Fast forward to the endgame. The party is facing Victory, who was a living weapon forged by the power of all the gods together (to fight the primordials, but that's a story for another day). Victory's power is simple....he always wins, in any competition he literally just wins. As Victory is heading to Taranya, battling and slaying gods, the Bard challenges him to a BARD OFF!

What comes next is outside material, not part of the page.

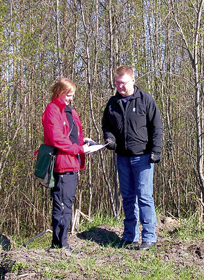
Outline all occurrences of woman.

And so the epic forces clash. Victory cannot lose, but the Bard is the greatest bard in all of Taranya...and so must be better than anyone currently in Taranya. And so the two forces compete in the greatest bard off ever seen in the multiverse. Ultimately the mortal magic of wish cannot compete against a power created by the gods, and so the wish is drained dry.... but it buys the party enough time to institute the master plan....finishing a Mirror of Opposition crafted by Moradin himself (with a lot of plot stuff that the party had collected over several sessions). The mirror was turned to Victory, and now two Victories grappled each other. Neither could lose, and so they remained there in a stalemate....for all of eternity.
 

Had one of my players surprise the party at the end of the campaign by revealing his warlock character was trying to get his hands on the Book of Vile Darkness the whole time. This was revealed while the party was fighting the BBEG. Warlock got his hands on the book, opened a vortex that tried to yeet the party into oblivion. Party was saved by a buff surfer bro and his buff CrossFit peasant entourage.

Warlock became the villain in the “sequel” campaign.